冷蔵庫を開閉する音が聞こえて、すぐに戻ってくる。
「オレンジジュース、飲める?」
「は、はい。ありがとうございます」
ずいぶん冷や汗を流してしまったせいか、喉はカラカラだった。
でも手を伸ばすと、美華はおもむろに自分の口許へコップを近づけた。
そこから滴が垂れ落ちる。1滴、2滴。まるでコーヒーにミルクを入れるように。
「ほら、飲みなさい」
唾液の浮かんだオレンジジュースが差し出される。
わかってるわねとでも言いたそうに、美華の目は笑っていた。
拒めばきっと……。
選択権などない私は、息を止めて一思いに飲み干すしかなかった。
実際には唾液の味なんかわかるものじゃない。
冷たいオレンジジュースは渇いた体に染み渡るようだった。
「おいしかった?」
「はい、美華さま」
「ふーん」
美華は屈むと、突然私の顔めがけて唾を吐き出した。
頬に当たって、ドロリと顎へ流れていく。
「あ……あ」
「美華の唾がおいしんでしょ、変態」
「……は、あ、ぁ」
自分に起きた変化を、私は理解できなかった。
ただ、不快でなかったことがショックだった。
むしろ美華に汚されたと思うと、背中や下腹部のあたりがムズムズしてしまう。
まるでおかしな薬でも飲まされてしまったみたいだった。
「なにうっとりしてんの、変態」
もう一度罵られて、私は気が遠くなりそうだった。
夕食はどこかのホテルで売っているというハニーブレッドだった。
美華さまがちぎって一口ずつ食べさせてくれたのだ。
手を使わずに口だけで食事するというのは不思議な感覚だった。
まるで記憶も残っていない頃の幼児にまで戻ったような……戻されてしまったような気がした。
「出てもいいわよ」
美華さまの指についた蜂蜜を舌で綺麗にお掃除している私の横で、さっきから携帯が何度も鳴っている。
「家族でしょ。心配してるのね」
ふっと、美華さまの表情が暗くなった。一瞬だけ、寂しそうに。
携帯が鳴り止む。
「あの、美華さまの、ご家族は?」
「さあね。たまにしか帰ってきやしないから」
「それじゃ、ずっと、お一人で?」
「……なに、同情してんのよ!」
可哀想だと思ってしまったのが表れてしまったのだろう。
美華さまは怒りを隠そうともせず、私の胸のあたりを蹴り飛ばした。
衝撃で息がつまる。
「唯、もう帰ってもいいわよ」
美華さまは唐突に宣言した。
立ち上がると、携帯を操作してつまらなさそうにつぶやく。
「データも全部消したから」
呆気にとられながら、私は事態をゆっくりと飲みこんだ。
どうやら、ゲームは終わったらしい。私は解放されるのだ。
けれど、安堵感よりも先に訪れたのは、疑問だった。
「どうして、ですか」
「理由なんかどうだっていいでしょ。もう自由にしてあげたんだから、さっさと帰れば?」
この広い寒々しい部屋に、美華さま一人残して?
そんなことできない。
私がいつまでもその場を動こうとしないせいか、美華さまは根負けしたように溜息をついた。

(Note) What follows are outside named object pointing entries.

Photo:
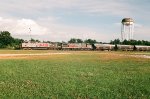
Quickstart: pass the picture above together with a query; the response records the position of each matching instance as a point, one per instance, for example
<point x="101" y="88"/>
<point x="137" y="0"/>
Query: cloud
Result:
<point x="21" y="27"/>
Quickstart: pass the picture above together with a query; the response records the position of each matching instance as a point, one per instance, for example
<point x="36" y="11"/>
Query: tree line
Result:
<point x="130" y="42"/>
<point x="7" y="41"/>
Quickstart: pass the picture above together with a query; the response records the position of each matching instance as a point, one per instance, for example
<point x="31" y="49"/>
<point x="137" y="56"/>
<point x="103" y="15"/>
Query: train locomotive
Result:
<point x="81" y="46"/>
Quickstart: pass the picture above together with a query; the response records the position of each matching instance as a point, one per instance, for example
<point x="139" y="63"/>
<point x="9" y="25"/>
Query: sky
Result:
<point x="60" y="20"/>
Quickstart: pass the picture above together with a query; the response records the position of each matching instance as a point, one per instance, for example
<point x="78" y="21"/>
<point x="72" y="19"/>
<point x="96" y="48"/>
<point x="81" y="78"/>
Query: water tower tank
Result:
<point x="127" y="21"/>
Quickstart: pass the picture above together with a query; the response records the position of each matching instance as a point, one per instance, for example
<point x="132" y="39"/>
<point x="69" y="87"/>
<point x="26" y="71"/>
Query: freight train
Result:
<point x="81" y="46"/>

「あんなことされておきながら……唯ってホント変態ね」
この感情を変態と呼ばれるなら、確かにそのとおりかもしれなかった。
私は、年下の美少女に奴隷のように扱われることに明らかな興奮を感じているのだから。
「わかった」
「美華さま……」
「明日……4時にここで待ってる。遅れたりしたらひどい目に合わせるから」
「あぁ……はい、わかりました美華さま」
私の、お嬢様。
そして私は美華さまの爪先に口づけをした。